Achetez avec marge : 20 % pour OS et updates. Windows 11 bouffe 30 Go, Ubuntu 5 Go. Testez avec fio : 80 % write amplifie l'usure SSD de 2x.
Pour NAS Synology DSM : capacité RAID calculée via interface, mais vérifiez manuellement. Évitez QNAP post-2021 pour failles Qlocker.
Un seul outil maître : smartctl -a pour attributs précis.
Questions fréquentes sur le calcul de capacité de stockage
Combien de capacité utilisable sur un disque de 1 To ?
Environ 931 Gio sous NTFS, 953 Gio sous exFAT. Varie de 5 à 12 % selon formatage et OS.
Quelle est la meilleure méthode pour calculer un array RAID ?
Software comme mdadm ou ZFS : capacité = (N - parity) x taille disque. RAID 10 maximise vitesse, RAID 6 espace.
Pourquoi la capacité affichée diffère-t-elle des specs fabricant ?
Go marketing (10³) vs Gio OS (2¹⁰). Ajoutez overhead formattage 7-15 %.

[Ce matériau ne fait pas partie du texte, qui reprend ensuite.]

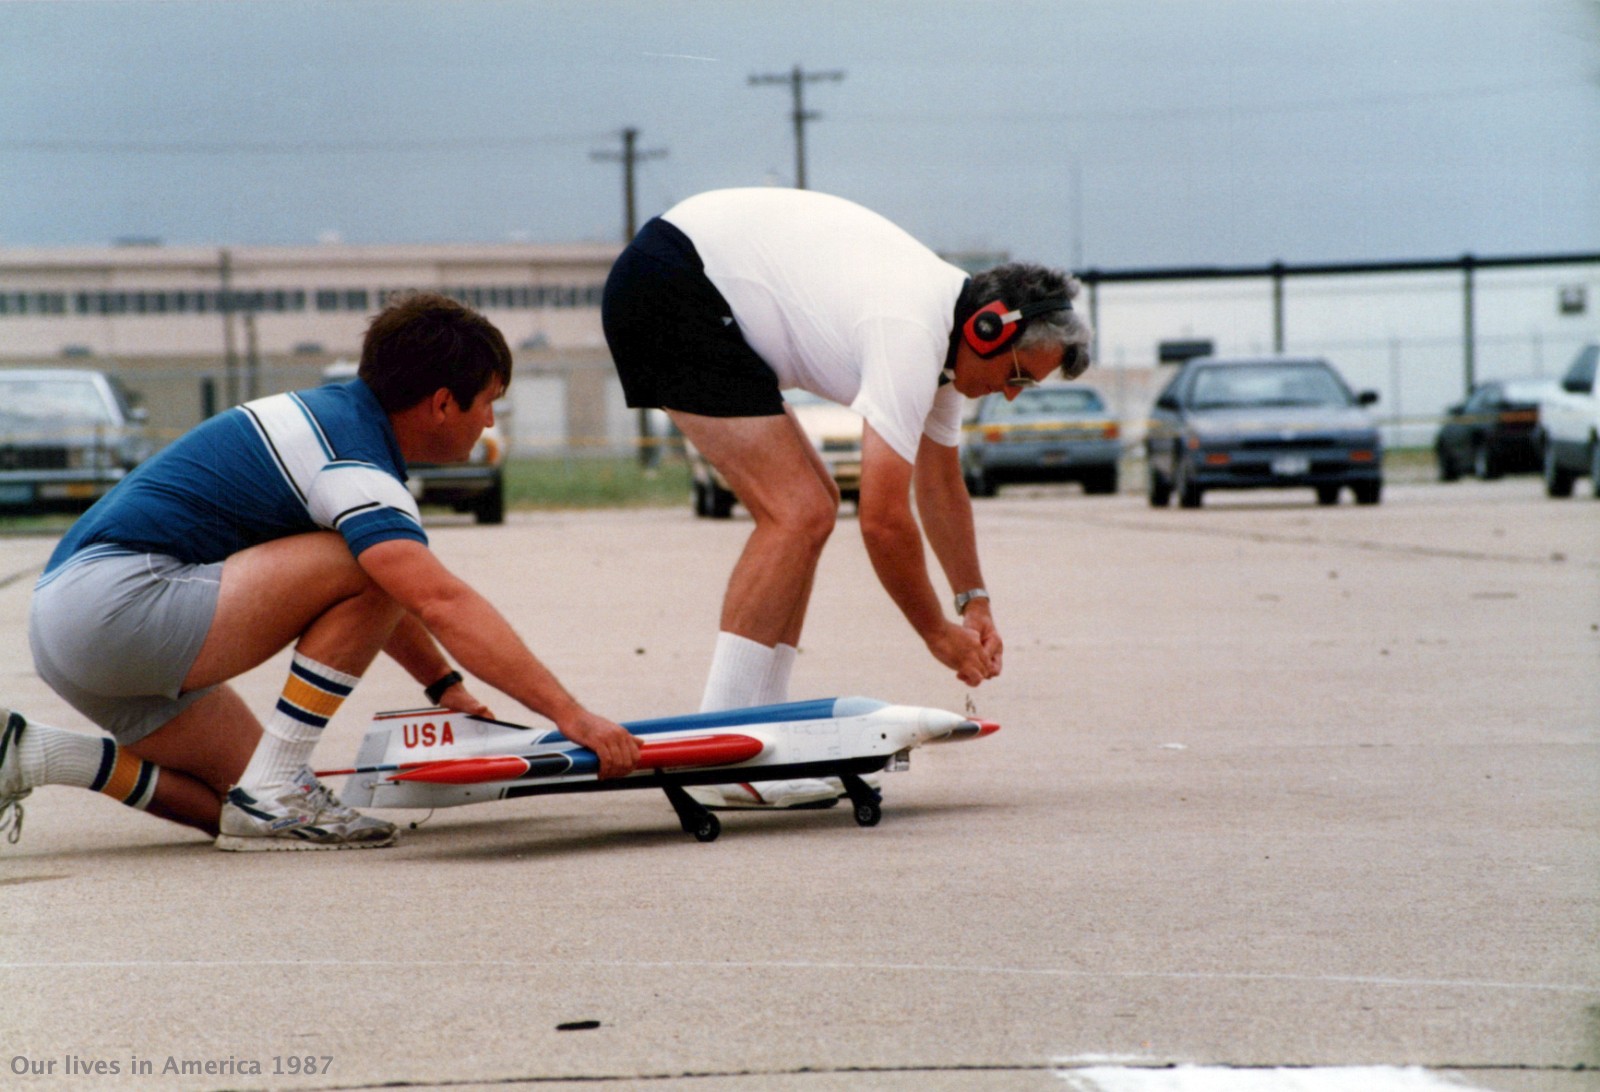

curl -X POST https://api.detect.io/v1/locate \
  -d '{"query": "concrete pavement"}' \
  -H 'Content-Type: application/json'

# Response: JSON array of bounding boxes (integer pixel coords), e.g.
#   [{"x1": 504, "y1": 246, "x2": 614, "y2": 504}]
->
[{"x1": 1, "y1": 476, "x2": 1596, "y2": 1091}]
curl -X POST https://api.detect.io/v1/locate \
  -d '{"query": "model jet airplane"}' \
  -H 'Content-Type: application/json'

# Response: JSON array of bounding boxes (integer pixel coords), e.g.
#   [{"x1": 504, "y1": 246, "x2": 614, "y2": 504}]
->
[{"x1": 317, "y1": 696, "x2": 999, "y2": 842}]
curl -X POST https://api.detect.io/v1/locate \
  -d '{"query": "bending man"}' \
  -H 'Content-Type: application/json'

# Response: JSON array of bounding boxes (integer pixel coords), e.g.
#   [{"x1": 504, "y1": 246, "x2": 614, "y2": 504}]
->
[{"x1": 602, "y1": 188, "x2": 1091, "y2": 808}]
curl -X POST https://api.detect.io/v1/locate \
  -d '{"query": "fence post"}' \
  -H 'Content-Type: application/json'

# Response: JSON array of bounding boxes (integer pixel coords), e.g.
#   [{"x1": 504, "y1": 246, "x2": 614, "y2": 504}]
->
[
  {"x1": 1271, "y1": 262, "x2": 1285, "y2": 352},
  {"x1": 1461, "y1": 253, "x2": 1476, "y2": 396}
]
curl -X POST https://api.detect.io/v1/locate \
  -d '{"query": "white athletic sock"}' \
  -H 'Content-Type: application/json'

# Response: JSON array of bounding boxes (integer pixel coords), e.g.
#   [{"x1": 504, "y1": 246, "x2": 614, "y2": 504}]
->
[
  {"x1": 238, "y1": 653, "x2": 360, "y2": 790},
  {"x1": 19, "y1": 721, "x2": 107, "y2": 788},
  {"x1": 699, "y1": 632, "x2": 776, "y2": 712},
  {"x1": 17, "y1": 721, "x2": 159, "y2": 810},
  {"x1": 753, "y1": 643, "x2": 798, "y2": 706}
]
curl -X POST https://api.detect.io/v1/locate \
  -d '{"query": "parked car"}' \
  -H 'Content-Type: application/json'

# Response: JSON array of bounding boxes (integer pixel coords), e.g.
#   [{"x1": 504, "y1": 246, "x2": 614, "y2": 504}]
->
[
  {"x1": 691, "y1": 389, "x2": 862, "y2": 518},
  {"x1": 961, "y1": 383, "x2": 1120, "y2": 496},
  {"x1": 1538, "y1": 341, "x2": 1600, "y2": 498},
  {"x1": 0, "y1": 367, "x2": 151, "y2": 512},
  {"x1": 1145, "y1": 355, "x2": 1382, "y2": 508},
  {"x1": 1434, "y1": 377, "x2": 1557, "y2": 481},
  {"x1": 322, "y1": 361, "x2": 506, "y2": 524}
]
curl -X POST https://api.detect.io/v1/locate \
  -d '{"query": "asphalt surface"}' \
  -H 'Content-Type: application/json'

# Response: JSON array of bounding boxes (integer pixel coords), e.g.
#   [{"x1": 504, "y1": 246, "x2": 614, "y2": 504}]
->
[{"x1": 1, "y1": 475, "x2": 1596, "y2": 1092}]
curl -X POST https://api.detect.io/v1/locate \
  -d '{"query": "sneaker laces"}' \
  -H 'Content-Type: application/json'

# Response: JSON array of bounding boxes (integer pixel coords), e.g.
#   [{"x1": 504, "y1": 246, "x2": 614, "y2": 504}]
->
[
  {"x1": 0, "y1": 797, "x2": 24, "y2": 845},
  {"x1": 296, "y1": 773, "x2": 357, "y2": 823}
]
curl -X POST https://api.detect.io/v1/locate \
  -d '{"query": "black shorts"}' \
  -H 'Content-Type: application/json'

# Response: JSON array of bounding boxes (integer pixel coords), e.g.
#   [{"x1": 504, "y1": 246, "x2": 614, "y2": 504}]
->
[{"x1": 602, "y1": 217, "x2": 785, "y2": 418}]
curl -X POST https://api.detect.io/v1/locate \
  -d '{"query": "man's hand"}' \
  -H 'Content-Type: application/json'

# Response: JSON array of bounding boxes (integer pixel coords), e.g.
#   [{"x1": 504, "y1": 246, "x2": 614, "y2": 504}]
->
[
  {"x1": 557, "y1": 709, "x2": 642, "y2": 779},
  {"x1": 960, "y1": 599, "x2": 1004, "y2": 677},
  {"x1": 926, "y1": 620, "x2": 998, "y2": 687}
]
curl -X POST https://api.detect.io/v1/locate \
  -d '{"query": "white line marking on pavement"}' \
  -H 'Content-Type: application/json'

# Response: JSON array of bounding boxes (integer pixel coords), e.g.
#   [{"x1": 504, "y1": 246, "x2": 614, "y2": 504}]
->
[
  {"x1": 1054, "y1": 1065, "x2": 1485, "y2": 1091},
  {"x1": 1, "y1": 958, "x2": 1596, "y2": 996}
]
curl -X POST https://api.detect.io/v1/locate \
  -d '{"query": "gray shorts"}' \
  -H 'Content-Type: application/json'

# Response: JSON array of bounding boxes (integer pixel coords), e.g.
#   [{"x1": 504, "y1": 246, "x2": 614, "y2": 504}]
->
[{"x1": 30, "y1": 550, "x2": 223, "y2": 745}]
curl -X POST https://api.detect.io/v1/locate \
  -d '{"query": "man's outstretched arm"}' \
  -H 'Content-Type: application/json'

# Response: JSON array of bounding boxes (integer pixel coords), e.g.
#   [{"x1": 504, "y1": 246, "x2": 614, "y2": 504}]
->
[{"x1": 358, "y1": 538, "x2": 640, "y2": 777}]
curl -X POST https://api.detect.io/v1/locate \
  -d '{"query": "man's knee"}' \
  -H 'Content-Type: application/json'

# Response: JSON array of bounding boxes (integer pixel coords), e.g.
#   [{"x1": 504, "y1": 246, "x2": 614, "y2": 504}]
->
[{"x1": 772, "y1": 483, "x2": 838, "y2": 550}]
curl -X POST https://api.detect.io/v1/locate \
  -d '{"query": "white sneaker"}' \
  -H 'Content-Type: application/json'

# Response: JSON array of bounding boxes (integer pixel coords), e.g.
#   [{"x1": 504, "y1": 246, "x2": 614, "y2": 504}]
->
[
  {"x1": 216, "y1": 766, "x2": 396, "y2": 852},
  {"x1": 687, "y1": 777, "x2": 844, "y2": 810},
  {"x1": 0, "y1": 709, "x2": 30, "y2": 847}
]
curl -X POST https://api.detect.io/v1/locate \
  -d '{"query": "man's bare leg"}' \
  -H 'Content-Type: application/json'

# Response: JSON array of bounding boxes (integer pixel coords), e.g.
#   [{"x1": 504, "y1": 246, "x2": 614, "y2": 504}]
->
[{"x1": 669, "y1": 409, "x2": 838, "y2": 644}]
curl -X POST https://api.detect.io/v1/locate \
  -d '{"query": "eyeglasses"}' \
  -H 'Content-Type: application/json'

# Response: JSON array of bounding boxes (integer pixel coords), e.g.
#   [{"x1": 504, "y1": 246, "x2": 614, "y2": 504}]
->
[
  {"x1": 1005, "y1": 345, "x2": 1040, "y2": 389},
  {"x1": 1005, "y1": 343, "x2": 1090, "y2": 388}
]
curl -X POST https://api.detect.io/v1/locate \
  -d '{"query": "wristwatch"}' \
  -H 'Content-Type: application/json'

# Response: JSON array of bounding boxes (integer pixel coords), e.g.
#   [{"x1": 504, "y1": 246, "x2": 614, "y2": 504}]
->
[
  {"x1": 953, "y1": 588, "x2": 990, "y2": 615},
  {"x1": 425, "y1": 669, "x2": 464, "y2": 706}
]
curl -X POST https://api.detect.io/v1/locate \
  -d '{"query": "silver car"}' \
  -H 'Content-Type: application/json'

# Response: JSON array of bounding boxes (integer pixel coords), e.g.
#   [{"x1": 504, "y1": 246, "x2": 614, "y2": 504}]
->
[
  {"x1": 1146, "y1": 355, "x2": 1382, "y2": 508},
  {"x1": 961, "y1": 384, "x2": 1121, "y2": 497},
  {"x1": 0, "y1": 368, "x2": 151, "y2": 512}
]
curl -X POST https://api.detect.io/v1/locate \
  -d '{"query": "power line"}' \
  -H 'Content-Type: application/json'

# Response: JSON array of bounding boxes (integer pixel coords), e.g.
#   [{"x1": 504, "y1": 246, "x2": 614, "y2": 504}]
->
[{"x1": 748, "y1": 64, "x2": 844, "y2": 189}]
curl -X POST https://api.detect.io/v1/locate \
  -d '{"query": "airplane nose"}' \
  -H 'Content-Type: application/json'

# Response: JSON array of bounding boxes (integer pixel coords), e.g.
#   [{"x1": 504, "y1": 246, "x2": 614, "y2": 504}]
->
[{"x1": 950, "y1": 718, "x2": 1001, "y2": 739}]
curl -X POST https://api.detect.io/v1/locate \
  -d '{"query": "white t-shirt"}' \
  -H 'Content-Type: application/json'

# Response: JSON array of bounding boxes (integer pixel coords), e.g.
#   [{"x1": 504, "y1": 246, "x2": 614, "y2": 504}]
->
[{"x1": 662, "y1": 188, "x2": 969, "y2": 465}]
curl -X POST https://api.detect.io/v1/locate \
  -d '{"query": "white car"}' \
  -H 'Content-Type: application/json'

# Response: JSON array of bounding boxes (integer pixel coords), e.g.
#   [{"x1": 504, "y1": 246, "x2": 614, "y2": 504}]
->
[
  {"x1": 1539, "y1": 342, "x2": 1600, "y2": 498},
  {"x1": 0, "y1": 368, "x2": 151, "y2": 512},
  {"x1": 690, "y1": 390, "x2": 863, "y2": 518}
]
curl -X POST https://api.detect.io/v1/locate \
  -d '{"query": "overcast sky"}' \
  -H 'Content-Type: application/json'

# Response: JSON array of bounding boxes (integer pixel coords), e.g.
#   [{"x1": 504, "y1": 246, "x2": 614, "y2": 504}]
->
[{"x1": 2, "y1": 0, "x2": 1597, "y2": 272}]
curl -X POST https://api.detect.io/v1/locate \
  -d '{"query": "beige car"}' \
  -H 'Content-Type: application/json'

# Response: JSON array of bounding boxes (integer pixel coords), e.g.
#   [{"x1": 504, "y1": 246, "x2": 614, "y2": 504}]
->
[{"x1": 690, "y1": 389, "x2": 863, "y2": 518}]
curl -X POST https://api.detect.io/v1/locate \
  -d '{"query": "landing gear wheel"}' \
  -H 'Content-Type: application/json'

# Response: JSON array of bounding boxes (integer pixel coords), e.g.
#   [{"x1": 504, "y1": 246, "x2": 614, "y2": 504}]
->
[
  {"x1": 838, "y1": 772, "x2": 884, "y2": 829},
  {"x1": 691, "y1": 813, "x2": 722, "y2": 843},
  {"x1": 662, "y1": 783, "x2": 722, "y2": 842}
]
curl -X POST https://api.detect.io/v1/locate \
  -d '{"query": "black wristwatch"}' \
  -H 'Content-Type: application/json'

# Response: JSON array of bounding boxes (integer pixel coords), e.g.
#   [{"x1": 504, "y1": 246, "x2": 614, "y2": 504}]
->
[{"x1": 425, "y1": 670, "x2": 464, "y2": 706}]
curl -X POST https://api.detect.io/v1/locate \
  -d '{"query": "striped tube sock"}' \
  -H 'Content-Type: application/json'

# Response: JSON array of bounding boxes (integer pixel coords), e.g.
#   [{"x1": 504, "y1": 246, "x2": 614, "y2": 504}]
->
[
  {"x1": 238, "y1": 652, "x2": 360, "y2": 791},
  {"x1": 18, "y1": 722, "x2": 159, "y2": 810},
  {"x1": 88, "y1": 740, "x2": 160, "y2": 810}
]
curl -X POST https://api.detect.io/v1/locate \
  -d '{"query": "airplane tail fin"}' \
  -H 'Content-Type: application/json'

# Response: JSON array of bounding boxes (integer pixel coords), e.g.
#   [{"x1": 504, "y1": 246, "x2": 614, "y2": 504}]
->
[{"x1": 334, "y1": 721, "x2": 395, "y2": 807}]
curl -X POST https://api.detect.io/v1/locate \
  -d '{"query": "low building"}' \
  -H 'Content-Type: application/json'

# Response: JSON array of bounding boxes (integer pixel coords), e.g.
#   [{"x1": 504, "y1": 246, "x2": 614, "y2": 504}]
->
[{"x1": 0, "y1": 241, "x2": 627, "y2": 454}]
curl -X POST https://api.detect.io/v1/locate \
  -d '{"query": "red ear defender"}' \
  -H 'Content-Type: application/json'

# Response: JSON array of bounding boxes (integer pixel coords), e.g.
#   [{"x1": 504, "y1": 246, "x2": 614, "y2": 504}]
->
[
  {"x1": 962, "y1": 301, "x2": 1019, "y2": 358},
  {"x1": 961, "y1": 297, "x2": 1072, "y2": 359}
]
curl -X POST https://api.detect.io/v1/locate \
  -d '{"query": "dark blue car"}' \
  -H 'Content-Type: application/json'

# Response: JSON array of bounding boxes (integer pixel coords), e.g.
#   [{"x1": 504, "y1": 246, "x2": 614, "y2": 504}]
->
[{"x1": 1145, "y1": 356, "x2": 1383, "y2": 508}]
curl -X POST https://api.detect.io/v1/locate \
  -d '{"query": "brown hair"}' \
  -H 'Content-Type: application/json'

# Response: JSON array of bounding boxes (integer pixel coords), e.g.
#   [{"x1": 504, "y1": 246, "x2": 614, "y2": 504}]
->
[{"x1": 358, "y1": 292, "x2": 512, "y2": 413}]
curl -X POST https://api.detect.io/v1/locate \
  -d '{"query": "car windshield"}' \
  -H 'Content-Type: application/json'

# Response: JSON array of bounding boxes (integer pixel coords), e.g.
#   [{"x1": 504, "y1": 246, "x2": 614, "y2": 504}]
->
[
  {"x1": 1188, "y1": 364, "x2": 1350, "y2": 409},
  {"x1": 0, "y1": 377, "x2": 114, "y2": 427},
  {"x1": 987, "y1": 387, "x2": 1106, "y2": 418}
]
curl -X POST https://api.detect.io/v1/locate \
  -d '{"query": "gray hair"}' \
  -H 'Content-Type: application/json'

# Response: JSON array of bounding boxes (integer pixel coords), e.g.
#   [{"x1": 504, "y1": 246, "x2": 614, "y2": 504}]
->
[{"x1": 969, "y1": 262, "x2": 1094, "y2": 377}]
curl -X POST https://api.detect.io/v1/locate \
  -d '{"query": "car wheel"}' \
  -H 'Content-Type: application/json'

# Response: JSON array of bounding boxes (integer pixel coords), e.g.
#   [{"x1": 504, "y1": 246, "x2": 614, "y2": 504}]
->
[
  {"x1": 1175, "y1": 458, "x2": 1202, "y2": 508},
  {"x1": 1147, "y1": 460, "x2": 1171, "y2": 507},
  {"x1": 1589, "y1": 439, "x2": 1600, "y2": 499},
  {"x1": 1083, "y1": 466, "x2": 1119, "y2": 495},
  {"x1": 1316, "y1": 484, "x2": 1341, "y2": 506},
  {"x1": 1473, "y1": 443, "x2": 1501, "y2": 480},
  {"x1": 1436, "y1": 445, "x2": 1460, "y2": 482},
  {"x1": 708, "y1": 482, "x2": 736, "y2": 519},
  {"x1": 1353, "y1": 481, "x2": 1382, "y2": 505},
  {"x1": 1543, "y1": 438, "x2": 1575, "y2": 498},
  {"x1": 966, "y1": 468, "x2": 996, "y2": 498},
  {"x1": 474, "y1": 475, "x2": 506, "y2": 525}
]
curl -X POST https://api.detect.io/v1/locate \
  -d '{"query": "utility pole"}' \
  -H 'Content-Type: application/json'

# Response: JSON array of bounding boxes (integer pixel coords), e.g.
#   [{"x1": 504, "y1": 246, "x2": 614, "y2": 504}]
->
[
  {"x1": 218, "y1": 247, "x2": 237, "y2": 409},
  {"x1": 591, "y1": 127, "x2": 668, "y2": 467},
  {"x1": 748, "y1": 64, "x2": 844, "y2": 189},
  {"x1": 591, "y1": 127, "x2": 667, "y2": 241}
]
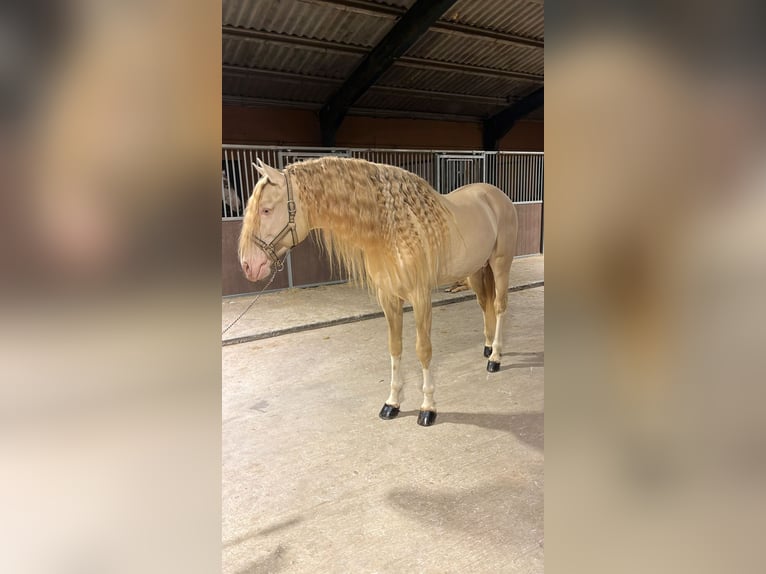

En conclusion, calculer la capacité de stockage exige de croiser specs brutes, overheads et configurations spécifiques : brute x 0,85-0,93 pour utilisable réaliste. Priorisez SSD NVMe pour vitesse, RAIDZ pour fiabilité, cloud pour scalabilité infinie. Avec outils comme hdparm et une marge de 20 %, évitez les surprises coûteuses. Les avancées HAMR et NAND QLC porteront les disques à 50 To d'ici 2026, rendant ces calculs obsolètes ? Pas tant que les humains gèreront les bits. Adaptez à votre workload : 90 % des échecs viennent d'une sous-estimation initiale.